Jamil praised Instagram for moving “so efficiently” to enact change. She also used this moment to bring up her campaign ‘I-Weigh’. The campaign, that now has more than 898 thousand followers, aims to promote positive self-image by ending the stereotypes imposed by social media. 

With eating disorder numbers at an all-time high, and as a former teenage anorexic who was very much so influenced by celebrities, I understand the importance of having good people around you.” Jamil says, “That’s why in 2018 I created The I Weigh Community which values people on their achievements and attributes rather than what they weigh or how they look. It aims to make connections and be an ally to other activists and communities.”

She encourages her followers to post images of themselves saying what they weigh, but not with a number. Jamil did this with the intention of showing people they are worth so much more than their weight. She encourages people to do this by urging them to show what they like about themselves. Jamil believes that body positivity is the first step towards fixing the current problems with body image in our society. It seems to be doing what it intended, as the campaign has received thousands of posts.  

“There were too many to keep track of,” Jamil wrote. “It happened so fast. The pictures were amazing.

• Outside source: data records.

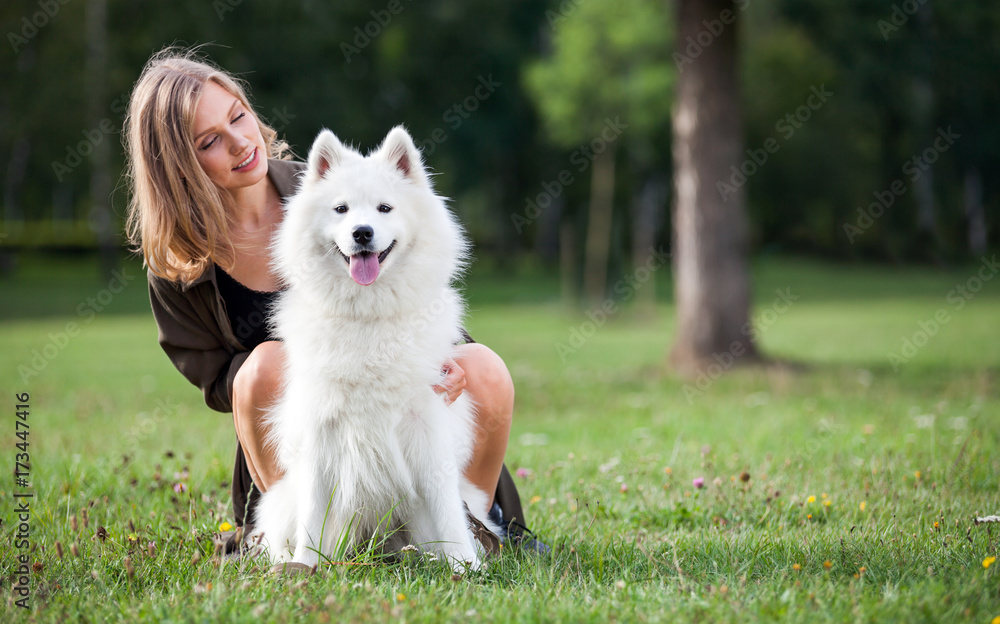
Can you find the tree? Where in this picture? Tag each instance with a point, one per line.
(609, 74)
(712, 282)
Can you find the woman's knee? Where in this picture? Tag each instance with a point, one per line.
(259, 379)
(489, 382)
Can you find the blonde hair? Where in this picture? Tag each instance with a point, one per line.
(178, 218)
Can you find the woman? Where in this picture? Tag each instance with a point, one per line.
(208, 178)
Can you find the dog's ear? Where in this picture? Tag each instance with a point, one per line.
(398, 148)
(326, 153)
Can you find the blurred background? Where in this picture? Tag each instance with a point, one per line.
(525, 107)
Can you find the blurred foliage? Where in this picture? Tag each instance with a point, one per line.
(898, 72)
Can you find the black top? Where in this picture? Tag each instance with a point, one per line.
(247, 310)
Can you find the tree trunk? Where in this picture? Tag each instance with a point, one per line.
(602, 191)
(712, 281)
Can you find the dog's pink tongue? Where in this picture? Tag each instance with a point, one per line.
(364, 268)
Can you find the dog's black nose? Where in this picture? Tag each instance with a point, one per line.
(363, 234)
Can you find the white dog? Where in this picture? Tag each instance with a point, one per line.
(368, 253)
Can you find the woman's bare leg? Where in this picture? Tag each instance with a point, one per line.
(256, 387)
(489, 384)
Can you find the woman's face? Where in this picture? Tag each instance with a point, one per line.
(227, 140)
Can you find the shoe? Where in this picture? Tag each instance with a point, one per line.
(516, 534)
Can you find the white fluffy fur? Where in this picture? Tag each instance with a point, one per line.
(359, 432)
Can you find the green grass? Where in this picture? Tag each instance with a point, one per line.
(611, 441)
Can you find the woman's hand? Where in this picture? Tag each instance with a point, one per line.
(453, 383)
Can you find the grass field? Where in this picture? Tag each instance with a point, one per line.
(842, 490)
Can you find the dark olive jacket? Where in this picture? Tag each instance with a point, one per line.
(194, 330)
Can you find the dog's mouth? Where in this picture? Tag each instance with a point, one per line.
(364, 265)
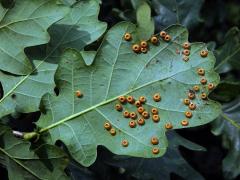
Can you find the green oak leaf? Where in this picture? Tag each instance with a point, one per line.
(228, 126)
(23, 26)
(117, 70)
(144, 21)
(23, 93)
(161, 168)
(80, 28)
(229, 53)
(45, 162)
(185, 12)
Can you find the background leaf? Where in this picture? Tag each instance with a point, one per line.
(161, 168)
(45, 162)
(37, 16)
(228, 54)
(228, 126)
(144, 21)
(185, 12)
(118, 71)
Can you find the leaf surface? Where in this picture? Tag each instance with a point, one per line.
(45, 162)
(23, 93)
(116, 71)
(80, 27)
(23, 26)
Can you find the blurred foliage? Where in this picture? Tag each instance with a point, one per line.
(215, 22)
(228, 126)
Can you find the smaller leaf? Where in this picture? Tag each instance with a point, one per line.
(144, 21)
(44, 162)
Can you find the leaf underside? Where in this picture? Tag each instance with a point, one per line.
(116, 70)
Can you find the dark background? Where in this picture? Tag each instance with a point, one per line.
(218, 17)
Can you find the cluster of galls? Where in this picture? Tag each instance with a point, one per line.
(192, 95)
(138, 117)
(143, 46)
(187, 50)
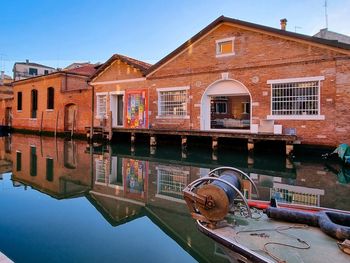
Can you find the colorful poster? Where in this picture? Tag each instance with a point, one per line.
(135, 175)
(136, 115)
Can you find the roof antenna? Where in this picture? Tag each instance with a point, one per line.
(325, 13)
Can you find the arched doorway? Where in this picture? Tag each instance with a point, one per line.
(70, 117)
(226, 106)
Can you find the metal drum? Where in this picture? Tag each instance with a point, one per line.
(220, 196)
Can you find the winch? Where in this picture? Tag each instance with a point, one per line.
(212, 197)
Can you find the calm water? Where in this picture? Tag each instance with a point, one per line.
(63, 201)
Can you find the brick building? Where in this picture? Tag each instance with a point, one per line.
(237, 77)
(60, 101)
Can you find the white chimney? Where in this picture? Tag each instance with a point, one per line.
(283, 24)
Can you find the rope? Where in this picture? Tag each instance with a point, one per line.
(278, 230)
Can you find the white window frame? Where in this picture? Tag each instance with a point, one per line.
(98, 113)
(159, 115)
(297, 116)
(218, 51)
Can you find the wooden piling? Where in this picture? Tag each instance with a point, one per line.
(250, 145)
(56, 125)
(214, 143)
(41, 121)
(184, 142)
(289, 148)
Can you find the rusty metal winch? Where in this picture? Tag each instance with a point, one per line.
(212, 197)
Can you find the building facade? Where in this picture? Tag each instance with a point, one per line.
(236, 77)
(24, 70)
(57, 102)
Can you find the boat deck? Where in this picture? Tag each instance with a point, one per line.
(251, 236)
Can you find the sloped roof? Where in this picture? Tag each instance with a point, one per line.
(88, 70)
(223, 19)
(33, 64)
(141, 65)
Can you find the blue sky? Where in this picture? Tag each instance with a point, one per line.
(58, 32)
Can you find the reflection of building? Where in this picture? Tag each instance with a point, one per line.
(296, 194)
(41, 163)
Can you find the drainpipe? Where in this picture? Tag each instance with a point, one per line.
(92, 109)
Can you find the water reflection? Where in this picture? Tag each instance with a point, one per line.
(125, 184)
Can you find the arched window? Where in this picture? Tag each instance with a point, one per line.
(34, 99)
(50, 98)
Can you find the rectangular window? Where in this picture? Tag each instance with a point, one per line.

None of them were posed and filtered, nobody was contoured to within an inch of their life, or sucking anything in. It was women living their lives, writing down all of the things they were grateful for and proud of. All of the degrees they have, the babies they made, cancer they beat or are fighting, the families they love, the disabilities they live with or help with, the relationships they have built, the companies they started.”

In a 2019 Stylist magazine shoot, Jamil showed off her distain for measuring women by their weight.